A limitation of Debian's /etc/network/interfaces control file
Unless I am missing something, in Debian and Ubuntu there is no way to
bring up an interface without having it try to obtain an IP address in
some way. The interfaces(5) manpage suggests that 'auto ethN',
possibly with 'iface ethN inet manual' should work, but it doesn't
seem to go in my testing on Ubuntu.
You might rationally ask what use there is in bringing up an interface
without an IP address.
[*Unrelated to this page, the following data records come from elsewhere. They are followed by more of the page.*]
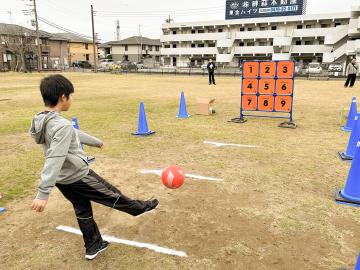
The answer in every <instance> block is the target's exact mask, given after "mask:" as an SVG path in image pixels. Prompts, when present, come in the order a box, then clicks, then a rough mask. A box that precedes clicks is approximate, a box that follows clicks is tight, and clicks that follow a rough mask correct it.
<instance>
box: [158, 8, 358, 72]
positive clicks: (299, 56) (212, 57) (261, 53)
mask: <svg viewBox="0 0 360 270" xmlns="http://www.w3.org/2000/svg"><path fill="white" fill-rule="evenodd" d="M162 31H163V34H162V35H161V39H160V40H161V43H162V49H161V54H162V56H163V58H164V64H165V65H170V66H177V67H188V66H199V65H201V64H202V63H204V62H206V61H207V60H208V59H209V58H212V59H214V60H215V61H216V62H218V63H219V64H220V65H224V66H230V67H238V66H239V64H240V62H241V61H242V60H248V59H258V60H260V59H263V60H289V59H292V60H295V61H298V62H301V63H309V62H323V63H333V62H337V63H341V64H343V65H345V64H346V62H347V61H348V59H349V56H356V55H358V61H360V6H358V7H353V8H352V9H351V11H349V12H345V13H333V14H319V15H296V16H282V17H262V18H251V19H234V20H223V21H203V22H180V23H174V22H171V23H164V24H163V25H162Z"/></svg>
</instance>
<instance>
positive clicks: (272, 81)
mask: <svg viewBox="0 0 360 270" xmlns="http://www.w3.org/2000/svg"><path fill="white" fill-rule="evenodd" d="M259 93H260V94H261V95H272V94H274V93H275V80H274V79H260V82H259Z"/></svg>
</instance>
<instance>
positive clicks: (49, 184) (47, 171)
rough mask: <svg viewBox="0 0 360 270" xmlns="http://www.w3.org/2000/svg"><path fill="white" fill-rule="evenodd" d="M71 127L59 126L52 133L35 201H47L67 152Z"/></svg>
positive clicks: (55, 180)
mask: <svg viewBox="0 0 360 270" xmlns="http://www.w3.org/2000/svg"><path fill="white" fill-rule="evenodd" d="M72 132H73V127H72V125H71V124H69V125H65V126H61V127H59V128H58V129H56V130H55V131H54V135H53V138H52V141H51V143H50V148H49V149H48V150H47V152H46V158H45V165H44V168H43V170H42V172H41V182H40V186H39V191H38V194H37V195H36V199H39V200H47V199H48V198H49V195H50V191H51V189H52V188H53V187H54V186H55V184H56V179H57V178H58V176H59V173H60V170H61V168H62V166H63V164H64V161H65V158H66V155H67V153H68V151H69V147H70V143H71V138H72V134H73V133H72Z"/></svg>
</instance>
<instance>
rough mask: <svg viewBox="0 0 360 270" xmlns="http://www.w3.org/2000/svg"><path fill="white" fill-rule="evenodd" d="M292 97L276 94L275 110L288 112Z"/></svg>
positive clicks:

It turns out that there's a number of things that
such up but unconfigured interfaces are either good for or necessary for
(depending on your perspective), including:
- running
tcpdump and similar packet capture programs to do
traffic accounting and/or monitoring.
- bringing up your DSL PPPoE connection, since PPPoE uses the Ethernet
purely as a transport.
- bridging virtual guest machines onto an Ethernet (or VLAN) that
the host machine is logically not on (although it clearly has physical
access to them).
The Ubuntu machine I ran into this on was our traffic accounting system,
and we definitely never want the monitoring interface to be assigned an
IP address, or even respond to packets. (If we were being thorough, this
means that we should turn off some normal Linux network settings so that
the interface never responds to rogue ARPs for the machine's management
IP address.)
The workaround we're currently using is to set 'iface ethN inet dhcp'.
There's no DHCP server on the monitoring segment that will ever respond
to the accounting machine's DHCP request; in fact, I believe that there
is basically no untagged traffic flowing over that network segment.
(And yes, if this ever changes we could get a peculiar surprise.)
Sidebar: setting up unconfigured but active interfaces in Fedora
To set up such an interface in Fedora (and probably Red Hat Enterprise),
you want the obvious minimal ifcfg-ethN control file:
DEVICE=ethN
ONBOOT=yes
Put this in /etc/sysconfig/network-scripts and you're good to go.